Penulis | : Lusia Kus Anna |
Editor | : Lusia Kus Anna |
Sumber | : The Huffingtonpost |
Kompas.com - Dalam hidup, kita memang sering mengalami penolakan. Teman di kantor tak mengajak kita makan siang, kakak atau adik lupa ulang tahun kita, pasangan menolak bercinta, dan tetangga tak mengundang kita di acara syukuran yang diadakannya.
Ternyata di zaman modern ini penolakan bukan hanya terjadi di dunia nyata, tapi juga dunia maya. Kini kita punya Facebook, Twitter, LinkedIn, Path, Instagram, dan berbagai bentuk media sosial lainnya. Meski media sosial itu memberi warna baru pada hidup kita, tapi kita juga jadi lebih sering mengalami penolakan.
Seperti halnya di dunia nyata, penolakan ringan yang kita alami di media sosial seperti teman yang tak mau memberi "like" atau "me-retweet" postingan kita, bisa membuat kita kesal.
Salah satu bentuk penolakan yang paling sering terjadi di dunia maya adalah saat undangan kita untuk menjadi "teman" di LInkedIn atau Facebook diacuhkan, atau saat teman yang kita kenal baik tidak mau menjadi "follower" di Twitter. Hal-hal semacam itu bisa membuat kita sakit hati.
Lebih jauh, penolakan di media sosial juga bisa meninggalkan rasa sakit yang lebih dalam. Misalnya saja saat mantan kekasih mengubah statusnya menjadi "single" di Facebook. Hal tersebut bukan cuma menunjukkan ia secara resmi meminta berpisah, tetapi dengan melakukannya di depan publik, kita akan merasa dipermalukan. Tentu saja rasa sakit hatinya lebih dalam lagi.
Para remaja juga kerap kali di-bully di media sosial oleh teman-temannya yang menjelek-jelekkan dirinya. Bullying semacam ini bisa berdampak sangat menyakitkan pada remaja karena mereka cenderung masih melihat dunia secara hitam putih dan belum bisa menoleransi sakit emosional semacam ini.
Alasan utama mengapa sebuah penolakan bisa menyakitkan adalah karena area tertentu di otak diaktifkan seperti halnya saat kita mengalami sakit fisik.
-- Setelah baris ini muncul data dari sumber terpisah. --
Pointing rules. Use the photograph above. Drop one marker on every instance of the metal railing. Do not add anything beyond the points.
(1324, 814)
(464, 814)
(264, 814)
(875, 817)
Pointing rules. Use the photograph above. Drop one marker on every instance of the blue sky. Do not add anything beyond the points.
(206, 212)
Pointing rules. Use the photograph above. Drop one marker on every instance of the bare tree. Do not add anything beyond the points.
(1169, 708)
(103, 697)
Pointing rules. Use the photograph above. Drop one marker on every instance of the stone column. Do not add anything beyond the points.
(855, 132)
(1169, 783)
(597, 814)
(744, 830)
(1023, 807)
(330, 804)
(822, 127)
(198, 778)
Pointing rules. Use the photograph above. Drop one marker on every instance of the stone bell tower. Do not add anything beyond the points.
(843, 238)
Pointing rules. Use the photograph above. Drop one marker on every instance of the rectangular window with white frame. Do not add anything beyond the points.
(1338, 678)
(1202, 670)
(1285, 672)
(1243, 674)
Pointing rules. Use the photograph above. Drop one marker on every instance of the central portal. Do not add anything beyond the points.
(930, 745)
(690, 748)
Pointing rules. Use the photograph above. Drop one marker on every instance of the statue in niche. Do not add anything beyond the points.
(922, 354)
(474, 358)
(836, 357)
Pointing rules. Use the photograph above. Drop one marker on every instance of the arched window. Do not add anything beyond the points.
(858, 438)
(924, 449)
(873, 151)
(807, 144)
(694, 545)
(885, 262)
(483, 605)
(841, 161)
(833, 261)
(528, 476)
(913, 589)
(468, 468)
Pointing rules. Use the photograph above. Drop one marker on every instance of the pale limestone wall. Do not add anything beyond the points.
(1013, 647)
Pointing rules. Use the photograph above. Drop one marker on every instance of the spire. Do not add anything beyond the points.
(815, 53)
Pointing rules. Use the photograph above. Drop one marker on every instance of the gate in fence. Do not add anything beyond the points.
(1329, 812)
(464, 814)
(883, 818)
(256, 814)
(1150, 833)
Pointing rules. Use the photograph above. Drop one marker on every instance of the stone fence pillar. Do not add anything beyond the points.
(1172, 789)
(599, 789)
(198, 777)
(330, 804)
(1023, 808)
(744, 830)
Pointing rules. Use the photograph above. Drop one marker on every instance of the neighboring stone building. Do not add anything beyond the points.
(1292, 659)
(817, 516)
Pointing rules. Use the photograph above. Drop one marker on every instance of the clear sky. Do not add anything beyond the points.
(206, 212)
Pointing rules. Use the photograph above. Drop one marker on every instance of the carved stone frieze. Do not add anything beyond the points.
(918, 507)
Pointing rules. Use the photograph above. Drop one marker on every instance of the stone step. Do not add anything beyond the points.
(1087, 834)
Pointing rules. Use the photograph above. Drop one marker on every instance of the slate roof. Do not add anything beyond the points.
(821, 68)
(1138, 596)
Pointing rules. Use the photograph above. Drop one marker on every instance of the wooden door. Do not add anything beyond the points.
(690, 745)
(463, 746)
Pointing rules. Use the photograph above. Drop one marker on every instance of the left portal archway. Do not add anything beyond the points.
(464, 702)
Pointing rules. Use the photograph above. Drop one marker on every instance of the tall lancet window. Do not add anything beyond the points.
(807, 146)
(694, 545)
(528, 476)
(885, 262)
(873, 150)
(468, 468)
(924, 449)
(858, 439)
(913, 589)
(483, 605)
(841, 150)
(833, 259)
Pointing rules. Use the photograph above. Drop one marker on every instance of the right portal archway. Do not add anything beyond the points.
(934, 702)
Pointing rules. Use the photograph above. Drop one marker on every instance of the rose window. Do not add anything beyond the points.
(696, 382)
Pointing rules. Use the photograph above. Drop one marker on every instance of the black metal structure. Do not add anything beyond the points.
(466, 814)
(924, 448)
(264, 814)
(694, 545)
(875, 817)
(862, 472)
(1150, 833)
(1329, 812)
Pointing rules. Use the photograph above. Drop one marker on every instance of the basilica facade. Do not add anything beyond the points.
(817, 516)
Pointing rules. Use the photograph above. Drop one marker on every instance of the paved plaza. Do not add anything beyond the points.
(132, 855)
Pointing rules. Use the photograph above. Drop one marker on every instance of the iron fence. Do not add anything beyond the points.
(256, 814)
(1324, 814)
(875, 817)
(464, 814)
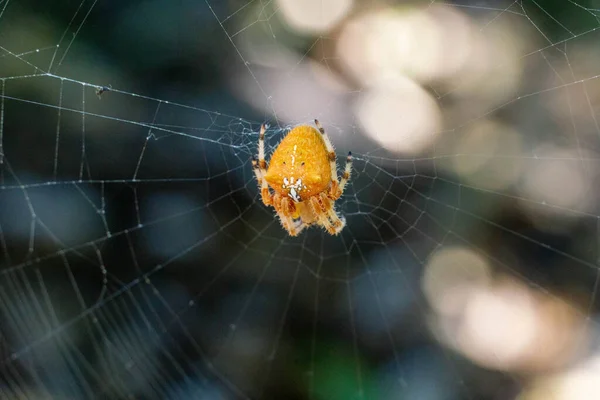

Inilah mengapa kita kerap merasa kecewa dan sakit hati saat teman yang selalu kita beri tanda "like" di Facebook" atau Path, tidak membalasnya dengan perlakuan serupa.
Area otak yang aktif tersebut membuat kita merasa tidak berdaya dan sangat sensitif sehingga kita merasa seolah-olah menjadi pecundang. Sebenarnya ini bukan karena kita orang yang emosinya lemah, tetapi otak kita memang didesain seperti itu saat menerima penolakan.
Untuk mencegah timbulnya rasa sakit hati yang sebenarnya tidak perlu, mungkin kita perlu mulai melihat sesuatu secara lebih luas. Misalnya, saat undangan pertemanan kita di Facebook ditolak, jangan langsung sedih. Barangkali ia memang sudah lama tidak masuk ke akun-nya karena sedang sibuk.
Demikian pula halnya dengan Twitter. Dalam satu jam ada ribuan "kicauan" yang akan membanjiri lini masa. Karena itu jangan heran jika kicauan Anda langsung terdorong sehingga tak sempat dibaca teman.
Dengan kata lain, meski ada seribu alasan untuk merasa kita ditolak di media sosial, 99 persennya bukan disebabkan oleh hal yang personal. Mengira-ngira mengapa Anda ditolak bukan hanya membuat Anda sakit hati tapi juga membuat Anda menyimpulkan sesuatu yang salah tentang seseorang. Pada akhirnya hal ini justru membuat pertemanan di dunia nyata yang sudah terbangun malah rusak.
Hal penting yang perlu diingat mengenai interaksi di media sosial adalah mungkin kita tidak mengetahui semua informasi apa yang sedang terjadi pada teman kita tersebut. Jadi, daripada berburuk sangka, cobalah kirim email atau telepon langsung padanya untuk bertanya kabar.